About 2-3 years ago, maybe more, I was boring out something or other, can't remember, and the head of my 1/2" carbide boring bar snapped off.  Several months ago I watched a couple of YouTube videos by Stefan and Renzetti, brazing heads to carbide shafts, so I figured I should get the proper flux and silver braze.  Well today I fixed it up.  After I cleaned it up, I smacked it as hard as I could on a hardwood block a number of times, and it didn't go flying off.  I'll have to test it another day.


----------



## Everett (Sep 24, 2022)

I hadn't seen those videos, so never really thought of brazing carbide to carbide before, but overall it makes sense. With the price of tooling it makes even more sense to try making it usable again!

Will be interesting to see how it holds up for you given the fact it's pretty much a butt solder joint. Considering that in boring operations one is often taking modest cuts I would put money on it being plenty strong enough. Let us know how it goes once you give it a good workout.


----------



## thestelster (Sep 24, 2022)

Everett said:


> I hadn't seen those videos, so never really thought of brazing carbide to carbide before, but overall it makes sense. With the price of tooling it makes even more sense to try making it usable again!
> 
> Will be interesting to see how it holds up for you given the fact it's pretty much a butt solder joint. Considering that in boring operations one is often taking modest cuts I would put money on it being plenty strong enough. Let us know how it goes once you give it a good workout.


Hi Everett, actually the heads are generally steel.  And in this bar  its more of a lap joint.  On another carbide bar I have the connection is a v-notch.


----------



## Everett (Sep 24, 2022)

Oh, ok, thanks for the correction - I don't have any carbide boring bars, just steel ones so wasn't aware that the heads were usually steel.  Most of my stuff is cheaper imported tooling, lol.  

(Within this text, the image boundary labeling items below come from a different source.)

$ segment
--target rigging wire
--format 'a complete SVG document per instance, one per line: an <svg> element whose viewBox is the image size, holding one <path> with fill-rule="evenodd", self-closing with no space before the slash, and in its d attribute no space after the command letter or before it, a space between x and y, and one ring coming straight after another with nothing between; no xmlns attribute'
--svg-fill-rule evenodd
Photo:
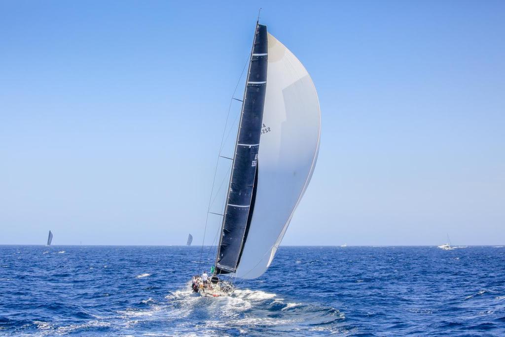
<svg viewBox="0 0 505 337"><path fill-rule="evenodd" d="M215 184L215 183L216 182L216 175L217 174L218 165L219 164L219 156L221 155L221 151L222 151L223 148L224 147L223 144L224 143L224 140L225 140L225 137L224 136L225 136L225 135L226 134L226 128L227 128L227 127L228 126L228 119L229 119L229 118L230 117L230 111L231 110L231 105L232 105L232 103L233 102L233 97L234 97L234 96L235 96L235 94L237 92L237 89L238 88L238 85L240 84L240 80L242 79L242 77L243 76L244 71L245 70L245 67L247 67L247 64L249 63L249 59L250 58L250 54L247 56L247 59L245 61L245 63L244 64L243 68L242 69L242 72L240 73L240 77L238 78L238 80L237 81L236 85L235 86L235 90L233 90L233 94L232 95L231 98L230 99L230 104L228 105L228 113L226 114L226 121L225 123L224 129L223 130L223 136L221 137L221 145L219 146L219 154L218 155L218 159L217 159L217 160L216 161L216 168L214 169L214 179L213 179L213 181L212 181L212 188L211 189L211 195L210 195L210 196L209 198L209 205L208 205L208 206L207 207L207 216L206 217L206 219L205 219L205 229L204 229L204 238L201 240L201 249L200 250L200 261L199 261L199 262L198 263L198 267L197 267L197 268L198 268L198 274L200 274L201 272L202 258L203 258L203 254L204 254L204 244L205 243L205 236L206 236L206 234L207 234L207 224L208 224L208 223L209 222L209 212L210 212L211 206L212 205L212 194L214 192L214 184ZM235 118L235 120L236 120L236 118ZM235 123L235 122L234 121L233 122L234 125L234 123ZM228 135L229 135L229 134ZM228 139L228 137L227 136L226 137L226 139Z"/></svg>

I can also now see in the picture how the carbide has a lap joint into the steel portion, but originally just saw the two faces of the break that fit up to each other like a butt joint.  Still curious to see how it holds up for you in operation, but still willing to bet it will not be a problem in normal operation.


----------



## garball (Sep 28, 2022)

I’ve seen the video.  Great job, not an easy task.


----------